The first DPJ prime minister, Yukio Hatoyama, made it a campaign pledge to push for relocating U.S. Marine Corps Air Station Futenma outside Okinawa, only to renege and dash the prefecture’s expectations.
This strained ties with the U.S. and was seen as offering China and Russia an opportunity to challenge the security alliance.
But the island disputes have brought Japan and the U.S. closer, as Washington had hoped, Kawakami said, adding this elevated the importance of the U.S. bases in Okinawa.
In a meeting Sunday, Secretary of State Hillary Rodham Clinton told Foreign Minister Seiji Maehara that the Senkaku Islands are considered Japanese territory under the bilateral security treaty.
Kawakami noted that as U.S. power declines while China’s rises, Japan in the middle must play an “equal” role with both nations.
“But if Japan had considered its own national interests, the outcome of Japan’s relations with China, Russia and the U.S. would have been different,” he said. “I think Japanese diplomacy may be at its worst in postwar history.”
Kan’s failure on the diplomatic front is expected to give the opposition camp more ammunition to use against the DPJ administration, making the already tough environment in the Diet even more difficult.
The Lower House on Tuesday started deliberating a supplementary budget for this fiscal year — a priority for Kan — a day late due to a threatened opposition boycott.
The delay could threaten the budget’s passage.
If the opposition votes down the budget in the Upper House, where the DPJ-led coalition lacks a majority, it takes 30 days after Lower House passage for the budget to automatically clear the Diet.
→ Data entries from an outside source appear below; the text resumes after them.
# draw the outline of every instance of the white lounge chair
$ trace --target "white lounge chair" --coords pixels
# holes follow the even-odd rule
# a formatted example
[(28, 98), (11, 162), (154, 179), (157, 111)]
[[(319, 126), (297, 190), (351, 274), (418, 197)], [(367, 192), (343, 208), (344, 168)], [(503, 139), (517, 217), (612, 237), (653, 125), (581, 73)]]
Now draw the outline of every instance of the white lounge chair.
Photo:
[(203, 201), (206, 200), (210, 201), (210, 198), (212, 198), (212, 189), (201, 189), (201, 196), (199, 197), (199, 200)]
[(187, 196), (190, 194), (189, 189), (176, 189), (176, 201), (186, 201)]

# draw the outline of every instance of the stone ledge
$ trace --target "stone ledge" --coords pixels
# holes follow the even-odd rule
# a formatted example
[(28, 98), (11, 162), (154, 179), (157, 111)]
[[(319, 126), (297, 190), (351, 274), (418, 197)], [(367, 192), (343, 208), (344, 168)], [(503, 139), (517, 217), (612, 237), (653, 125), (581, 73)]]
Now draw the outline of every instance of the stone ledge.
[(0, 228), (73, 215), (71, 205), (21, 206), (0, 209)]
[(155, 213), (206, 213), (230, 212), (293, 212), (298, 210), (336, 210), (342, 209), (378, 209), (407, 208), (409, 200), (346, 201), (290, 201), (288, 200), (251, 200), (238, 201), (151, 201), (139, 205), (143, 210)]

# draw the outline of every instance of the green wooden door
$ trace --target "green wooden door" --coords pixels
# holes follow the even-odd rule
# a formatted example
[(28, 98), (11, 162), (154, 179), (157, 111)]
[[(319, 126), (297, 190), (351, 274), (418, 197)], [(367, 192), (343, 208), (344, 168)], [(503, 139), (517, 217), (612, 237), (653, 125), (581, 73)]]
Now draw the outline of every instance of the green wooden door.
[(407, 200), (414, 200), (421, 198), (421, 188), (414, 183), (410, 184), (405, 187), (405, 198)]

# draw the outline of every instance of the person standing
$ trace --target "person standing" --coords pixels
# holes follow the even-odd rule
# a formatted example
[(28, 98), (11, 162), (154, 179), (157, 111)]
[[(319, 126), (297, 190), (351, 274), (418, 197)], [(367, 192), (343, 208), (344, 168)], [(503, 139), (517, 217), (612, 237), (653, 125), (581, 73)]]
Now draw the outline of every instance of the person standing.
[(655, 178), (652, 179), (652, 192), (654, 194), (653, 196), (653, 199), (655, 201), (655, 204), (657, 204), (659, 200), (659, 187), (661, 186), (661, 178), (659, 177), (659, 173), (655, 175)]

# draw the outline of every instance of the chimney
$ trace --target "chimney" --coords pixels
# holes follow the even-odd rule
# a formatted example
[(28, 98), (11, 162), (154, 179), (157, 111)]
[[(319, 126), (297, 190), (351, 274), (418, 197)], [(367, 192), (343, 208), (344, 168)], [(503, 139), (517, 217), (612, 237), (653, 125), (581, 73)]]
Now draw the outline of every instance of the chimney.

This means the extra budget must clear the Lower House by Thursday if the Diet session is not to be extended.
In exchange for joining the budget deliberations, the opposition camp has been pushing the DPJ to summon party heavyweight Ichiro Ozawa to the Diet to give sworn testimony on his financial scandal.
But Ozawa has refused to meet DPJ Secretary General Katsuya Okada, who wants him to testify before the Diet’s political ethics panel.
Frustrated by Ozawa’s refusal and having nothing concrete to offer the opposition, all Okada could promise was to try his best to get the kingpin to testify.
“I don’t think we should take too much time on this as it may lead to political distrust,” Okada told his fellow lawmakers. “I will make my utmost as secretary general (to persuade him to testify) in the current Diet session.”
With Diet steering becoming increasingly difficult, the DPJ is likely to reach out to New Komeito, which was part of the LDP-led ruling coalition, for cooperation, said Fukashi Horie, former president of Shobi University and a political science expert.
“New Komeito may hold the decisive vote,” Horie said, adding the DPJ’s need to gain its cooperation will increase in the ordinary Diet session when the fiscal 2011 budget comes up for deliberation.